- The paper introduces a novel IBVS method that decouples linear and angular motion using a spherical projection model and a super-twisting observer.
- It integrates a model predictive controller to compute precise joint torques, ensuring coordinated control for quadruped locomotion and manipulation.
- Experimental results in simulation and on an Aliengo platform demonstrate reliable tracking of targets with variable velocities.
Dynamic Object Tracking for Quadruped Manipulator with Spherical Image-Based Approach
This paper introduces a novel image-based visual servoing (IBVS) technique for autonomous tracking of dynamic objects by quadruped manipulators utilizing a spherical image-based approach.
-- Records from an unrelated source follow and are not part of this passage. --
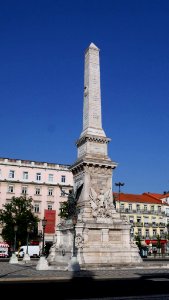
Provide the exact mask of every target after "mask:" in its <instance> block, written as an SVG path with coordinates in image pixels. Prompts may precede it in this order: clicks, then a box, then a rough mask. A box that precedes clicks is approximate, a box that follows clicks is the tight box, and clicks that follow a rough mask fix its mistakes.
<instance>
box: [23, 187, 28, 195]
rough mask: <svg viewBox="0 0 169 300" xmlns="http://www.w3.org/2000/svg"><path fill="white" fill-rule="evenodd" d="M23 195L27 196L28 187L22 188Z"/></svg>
mask: <svg viewBox="0 0 169 300" xmlns="http://www.w3.org/2000/svg"><path fill="white" fill-rule="evenodd" d="M22 194H27V186H23V187H22Z"/></svg>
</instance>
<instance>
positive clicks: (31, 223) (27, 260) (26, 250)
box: [23, 222, 32, 262]
mask: <svg viewBox="0 0 169 300" xmlns="http://www.w3.org/2000/svg"><path fill="white" fill-rule="evenodd" d="M31 225H32V223H31V222H30V223H28V225H27V239H26V253H25V254H24V257H23V261H25V262H26V261H29V260H30V256H29V253H28V245H29V233H30V231H31Z"/></svg>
The authors address the challenge of tracking objects with unknown and variable velocities using only an onboard RGB camera, making it a valuable contribution to enhancing the autonomy of quadruped robots used in applications such as disaster rescue and anti-terrorist operations.
Methodological Contributions
The proposed IBVS approach consists of three key components: a spherical projection model, a robust super-twisting observer (STO), and a model predictive controller (MPC).
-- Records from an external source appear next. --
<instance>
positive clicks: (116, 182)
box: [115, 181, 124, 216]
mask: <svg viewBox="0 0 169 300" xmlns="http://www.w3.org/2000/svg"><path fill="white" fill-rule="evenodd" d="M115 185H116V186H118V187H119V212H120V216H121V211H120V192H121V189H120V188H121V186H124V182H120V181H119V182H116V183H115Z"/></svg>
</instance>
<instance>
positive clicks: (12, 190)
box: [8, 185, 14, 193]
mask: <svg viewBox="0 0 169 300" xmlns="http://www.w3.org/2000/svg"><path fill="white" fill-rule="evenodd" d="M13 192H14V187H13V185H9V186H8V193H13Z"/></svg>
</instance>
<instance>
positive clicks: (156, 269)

- Spherical Projection Model: This model decouples the visual error into linear and angular components, which is crucial for accurately estimating the motion of dynamic targets. The model projects images onto a spherical image plane, thereby accommodating the system's movement without depth estimation.
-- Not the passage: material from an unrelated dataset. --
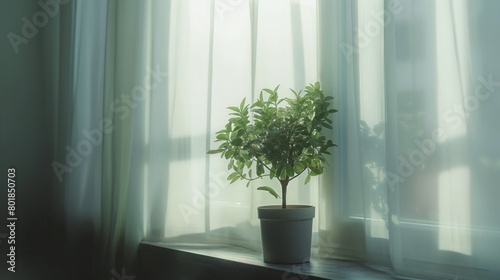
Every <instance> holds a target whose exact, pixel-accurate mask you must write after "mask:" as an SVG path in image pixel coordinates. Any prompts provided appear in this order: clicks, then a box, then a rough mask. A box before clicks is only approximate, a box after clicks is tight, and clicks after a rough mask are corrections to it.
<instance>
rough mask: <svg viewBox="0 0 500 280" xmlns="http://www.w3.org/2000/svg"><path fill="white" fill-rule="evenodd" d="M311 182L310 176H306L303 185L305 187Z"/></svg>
mask: <svg viewBox="0 0 500 280" xmlns="http://www.w3.org/2000/svg"><path fill="white" fill-rule="evenodd" d="M309 181H311V174H307V177H306V181H305V182H304V185H307V184H308V183H309Z"/></svg>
- Super-Twisting Observer (STO): The STO is designed to robustly estimate the unknown and varying velocities of the target, even in the presence of visual errors. This allows the system to function effectively without relying on depth estimation.
- Model Predictive Controller (MPC): The estimated velocity from the STO feeds into the MPC, which computes the joint torques required for the quadruped manipulator to track the target's motion. MPC considers both locomotion and manipulation aspects, ensuring coordinated control for efficient target tracking.
Experimental Validation and Results
The proposed system is evaluated through both simulation and empirical experiments. In simulations conducted in a Gazebo environment, it successfully tracked targets with constant and varying velocities along straight and S-shaped trajectories. The results demonstrated that the STO accurately estimated target velocities, enabling robust tracking with minimal error compared to conventional methods.
Empirical tests involved a physical robot comprising an Aliengo quadruped platform and a Kinova manipulator. The system successfully grasped a moving target using feature points detected by a YOLO neural network, achieving high accuracy and reliability in various scenarios. This indicates significant strides toward functional autonomy in dynamic and unstructured environments.
Theoretical and Practical Implications
Theoretically, this work advances the field of visual servoing by introducing a spherical model that decouples motion components, enhancing robustness against visual disturbances commonly faced with dynamic environments. It also demonstrates the practicality of STOs in real-world applications, as they accurately capture dynamic velocity changes without computationally intensive components like depth sensors.
Practically, these advancements improve the utility of quadruped manipulators in mission-critical scenarios, ensuring they can autonomously track and interact with moving objects efficiently, with applications ranging from search and rescue to complex manufacturing tasks.
Future Directions
Future research may explore extending this approach to handle targets with complex motion, incorporating angular velocities. Additionally, exploring integration with other perception modalities could broaden the scope and versatility of applications, enhancing the system's adaptability to various environmental conditions.
In summary, this paper presents a robust framework for dynamic object tracking using spherical image-based visual servoing, yielding impressive experimental results and showcasing significant potential for future advancements in autonomous robotics and manipulator systems.